OP-ED: Challenges Presented by 'New' Retention Laws and Hope for Clarity 

December, 2022 - Schwabe, Williamson & Wyatt

Anyone familiar with the construction industry knows that retainage – or money held back from payment until a later time – is a tool that project owners and general contractors have long used to protect against contractor nonperformance or other project risks. By contractually agreeing to hold back a portion of the money due to a contractor (typically from a progress payment) until completion, a project owner or general contractor can provide an incentive for a downstream contractor to perform its contractual obligations throughout the project until the very end, when the money is then released. Until January 2020, whether and how to withhold retainage could largely be determined by the parties to a construction contract.

That all changed in January 2020, when new laws went into effect that impact the treatment of retainage on private and public construction projects over $500,000. For all construction projects in Oregon entered into on or after Jan. 1, 2020, with a price of more than $500,000, whether public or private, ORS 279C.570(2) and ORS 701.420(2) (b) require an owner, general contractor, or subcontractor to hold the amounts deducted as retainage into an interest-bearing escrow account. The interest on the retainage accrues from the date the payment request is made until the date the retainage is paid to the contractor or subcontractor to which it is due.

Regardless of the initial intent behind these laws, their implementation has created some confusion in the construction industry. For example, neither set of laws designates for which party the retention is being held. Based on the laws’ purpose and intent, one argument can be made that the retention is payable to the party that has already earned it through performing the work that is the subject of the progress payment. But again, that detail is unclear.

As another example, the requirement to keep the retention in an interest-bearing escrow account may be difficult to implement. Escrow accounts may not be easy to establish or administer for retention being withheld on a construction project. Finding a banking institution willing to provide this type of service also may be challenging. In addition, requiring an escrow process triggers specific duties of an escrow agent and triggers administration processes that may not be appropriate (or needed) for all construction projects, especially those of smaller scope and scale.

For public projects, one way some public agencies are adjusting to these “new” laws, which have been in effect for two years but seem unsettled, is to ask the contractor whether it wants retention funds to go.
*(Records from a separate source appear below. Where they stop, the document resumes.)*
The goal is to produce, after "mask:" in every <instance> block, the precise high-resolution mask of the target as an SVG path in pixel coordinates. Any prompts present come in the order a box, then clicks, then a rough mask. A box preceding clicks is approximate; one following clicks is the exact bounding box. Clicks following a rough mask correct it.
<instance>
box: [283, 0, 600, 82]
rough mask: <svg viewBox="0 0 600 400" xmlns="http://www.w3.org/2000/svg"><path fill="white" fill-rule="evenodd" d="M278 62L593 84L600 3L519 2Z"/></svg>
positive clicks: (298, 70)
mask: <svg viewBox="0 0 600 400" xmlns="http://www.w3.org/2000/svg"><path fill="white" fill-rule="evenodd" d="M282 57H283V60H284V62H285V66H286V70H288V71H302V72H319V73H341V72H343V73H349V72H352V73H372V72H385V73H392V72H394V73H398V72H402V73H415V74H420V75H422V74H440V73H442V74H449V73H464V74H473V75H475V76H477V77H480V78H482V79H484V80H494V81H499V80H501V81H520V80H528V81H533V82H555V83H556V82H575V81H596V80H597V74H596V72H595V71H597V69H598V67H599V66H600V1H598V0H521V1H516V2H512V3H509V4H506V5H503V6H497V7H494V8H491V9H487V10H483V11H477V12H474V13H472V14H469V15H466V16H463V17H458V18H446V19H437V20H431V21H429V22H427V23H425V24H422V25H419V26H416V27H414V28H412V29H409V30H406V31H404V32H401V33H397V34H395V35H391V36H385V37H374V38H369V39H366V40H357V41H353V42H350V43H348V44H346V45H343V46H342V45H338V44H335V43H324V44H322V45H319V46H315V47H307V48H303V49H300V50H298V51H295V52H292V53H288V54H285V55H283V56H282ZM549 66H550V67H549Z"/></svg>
Specifically, ORS 279C.560(2) authorizes a “contracting agency that holds moneys as retainage under [ORS 279C.570(7)] [to either]:

(a) hold the moneys in a fund and pay the moneys to the contractor in accordance with [ORS 279C.570]; or

(b) at the election of the contractor, pay the moneys to the contractor in accordance with subsection (4) or (5) of this section and in a manner authorized by the director of the Oregon Department of Administrative Services.”

ORS 279C.560(5) states, “If the contractor elects, the contracting agency shall deposit the retainage as accumulated in an interest-bearing account in a bank, savings bank, trust company or savings association for the benefit of the contracting agency.” So, the agency may give the contractor a choice, and it has been reported that in many cases contractors opt to hold the money in a fund under ORS 279C.570(2)(a), which means the specific escrow requirement does not apply.

On the private side, owners and contractors of all tiers have worked together to find creative solutions to these issues. For example, parties have agreed to structure progress and final payments in a way that makes withholding “retention” unnecessary. Parties also may enter into contractual addenda that change the legal requirements for withholding retention or at least modify the administration details (whether those addenda are actually legally enforceable may be a topic for another article!). Also, parties may simply choose not to comply with these new laws – perhaps even after receiving legal advice to the contrary.

To make implementation of these laws easier and more palatable to both owners and contractors, several seasoned Oregon construction attorneys have come together and formed a working group to discuss these issues and make recommendations for future legislative action to clear up the requirements of these new laws. The working group is comprised of Oregon construction attorneys, representatives from trade organizations, and industry service providers.

This group’s current plan is to propose new legislation during the next legislative session, and specific draft language is now being considered by legislative counsel. At its root, the proposed new system would abandon retention requirements and instead substitute a retention bond program, much like the program used in Washington state. At the end of the day, the group’s goal is to come up with laws that work at all levels of the contracting chain so that projects are built in a way that is fair and cost-effective across the board.

This column is intended to provide readers with general information and not legal advice. Consult professional counsel for help regarding specific situations.

Column first appeared in the Oregon Daily Journal of Commerce on December 16, 2022.